I hope that you've all had a wonderful Christmas/holiday and received/gave some thoughtful gifts to those who you love and love you. I received a copy of Stefan Sagmeister's - Made you look. I've been wanting this book for months and just never seemed to pick it up. Well, I almost burst into tears when I unraveled this gift! I haven't got into reading it yet, but am planning to do so tonight! When you slide on the red cover the dog is somber and cute, and when you slide it off he gets ferocious. I couldn't find any other pictures of the back or pages for some reason. But overall, it really is beautiful.
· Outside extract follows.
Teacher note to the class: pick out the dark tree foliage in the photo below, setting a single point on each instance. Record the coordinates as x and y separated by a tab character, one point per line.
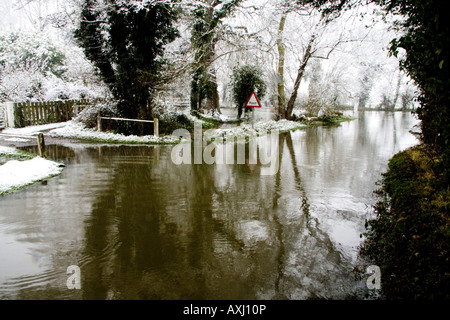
245	80
205	33
425	29
126	44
Another self-indulgent design monograph (practically everything we have ever designed including the bad stuff) is Stefan Sagmeister's hand-scrawled subtitle for the first book about his work, Made You Look. This, and the book's clear red case and silver-gilded pages, seem contrary to the raw, handwritten style he is known for, already setting us up for a wild and very personal ride through almost the entire corpus of the 39-year-old designer's work. Sagmeister once scratched words into his skin for his own lecture poster at Cranbrook, and this is the book version--sometimes enlightening, sometimes embarrassing, always self-conscious, and ultimately touching. The story is a conversation between Peter Hall's text and Sagmeister's handwritten commentary, a perfect and believable device for an absorbing dialogue. Self-indulgent as Made You Look may be, Sagmeister lays himself open with idealism, irony, and humor, creating one of the most moving books about design.
Has anyone read this book yet? Does anyone like/dislike Sagmeister?